Please use this identifier to cite or link to this item: https://scholarbank.nus.edu.sg/handle/10635/166901
Title: MAPPING OF HAZARD-PRONE AREAS IN SINGAPORE
Authors: MAK MAY YOKE
Issue Date: 1991
Citation: MAK MAY YOKE (1991). MAPPING OF HAZARD-PRONE AREAS IN SINGAPORE. ScholarBank@NUS Repository.
Abstract: Due to its location, Singapore is free of most major natural hazards except floods and landslides. These hazards arise from a combination of factors. The geology, landforms and drainage combine to provide a physical environment susceptible to floods and landslides on a local scale. Rainfall is often the mechanism which triggers off slides and causes floods. The process of urbanization has significantly altered the physical environment. Housing development, establishment of industrial estates and road constructions are occupying an increasing area of the island.

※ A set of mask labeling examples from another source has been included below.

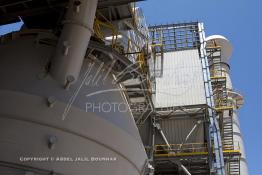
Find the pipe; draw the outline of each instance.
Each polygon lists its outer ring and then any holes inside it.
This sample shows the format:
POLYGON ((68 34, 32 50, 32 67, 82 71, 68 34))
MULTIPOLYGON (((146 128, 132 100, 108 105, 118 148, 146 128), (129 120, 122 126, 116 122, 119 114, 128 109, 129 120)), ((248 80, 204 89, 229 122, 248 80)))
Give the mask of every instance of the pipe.
POLYGON ((183 145, 187 142, 187 140, 189 139, 189 137, 191 136, 191 134, 195 131, 195 129, 197 128, 198 125, 200 125, 202 123, 201 120, 198 120, 196 122, 196 124, 193 126, 193 128, 191 129, 191 131, 187 134, 186 139, 184 140, 184 142, 182 142, 182 144, 179 147, 179 150, 183 147, 183 145))
POLYGON ((51 66, 51 75, 64 86, 78 79, 93 33, 97 3, 98 0, 70 0, 69 2, 51 66))
POLYGON ((184 166, 184 165, 180 165, 181 168, 184 170, 184 172, 187 174, 187 175, 191 175, 191 173, 188 171, 188 169, 184 166))
POLYGON ((159 123, 156 123, 156 124, 155 124, 155 127, 156 127, 156 128, 158 129, 158 131, 160 132, 160 134, 161 134, 163 140, 165 141, 168 149, 171 150, 171 146, 170 146, 170 144, 168 143, 167 138, 166 138, 164 132, 162 131, 161 127, 160 127, 160 124, 159 124, 159 123))

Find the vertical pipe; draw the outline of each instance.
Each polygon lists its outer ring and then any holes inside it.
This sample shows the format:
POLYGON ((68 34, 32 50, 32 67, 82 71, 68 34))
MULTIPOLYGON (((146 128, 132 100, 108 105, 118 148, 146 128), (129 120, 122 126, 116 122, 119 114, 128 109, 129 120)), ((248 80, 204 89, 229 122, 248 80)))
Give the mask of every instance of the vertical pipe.
MULTIPOLYGON (((226 77, 227 77, 227 88, 229 90, 232 90, 232 83, 231 83, 231 77, 229 74, 229 66, 224 64, 225 70, 226 70, 226 77)), ((233 102, 233 141, 234 141, 234 149, 240 149, 241 157, 240 157, 240 175, 249 175, 248 172, 248 166, 246 161, 246 153, 245 153, 245 146, 244 146, 244 140, 241 135, 241 129, 240 129, 240 122, 239 117, 237 115, 237 109, 240 107, 237 104, 237 100, 240 98, 243 98, 240 94, 236 92, 230 91, 228 99, 233 102)), ((243 99, 242 99, 243 100, 243 99)), ((226 113, 224 113, 225 115, 226 113)))
POLYGON ((62 85, 77 80, 90 37, 98 0, 70 0, 51 74, 62 85))

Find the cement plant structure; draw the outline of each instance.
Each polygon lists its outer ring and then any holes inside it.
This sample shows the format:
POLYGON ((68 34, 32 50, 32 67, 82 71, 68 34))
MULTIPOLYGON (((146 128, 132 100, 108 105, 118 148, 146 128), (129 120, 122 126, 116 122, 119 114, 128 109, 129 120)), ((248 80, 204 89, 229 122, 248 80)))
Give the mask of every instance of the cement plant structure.
POLYGON ((135 1, 0 2, 0 174, 248 175, 230 42, 135 1))

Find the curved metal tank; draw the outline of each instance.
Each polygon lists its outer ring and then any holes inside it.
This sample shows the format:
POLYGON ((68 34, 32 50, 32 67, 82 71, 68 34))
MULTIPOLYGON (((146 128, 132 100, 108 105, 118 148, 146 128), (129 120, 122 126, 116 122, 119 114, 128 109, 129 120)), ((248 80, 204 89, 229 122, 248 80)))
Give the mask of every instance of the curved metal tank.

These have the effect of increasing the frequency and magnitude of both floods and landslides by altering the surface and subsurface hydrological and soil conditions. Both hazards have fairly distinct temporal and spatial distributions, allowing the pattern of areas prone to these hazards to be mapped, which is perhaps the most important contribution of this exercise. However, the information available for these two hazards differs, as does people's perception of floods and landslides. Adjustments to both hazards in Singapore are mainly structural in nature. Non-structural adjustments are not practiced. Case studies of selected sites highlight the different causes of floods and landslides and the different measures taken to mitigate these hazards. Several types of mapping were done. The flood and landslide-prone areas for the whole of Singapore Island and those of selected sites were mapped. For flood hazard, areas prone to flooding were identified. In landslide-prone areas, work centered on the mapping of landuse, areas of slope repair and updating of areas which experience repeated slope failures.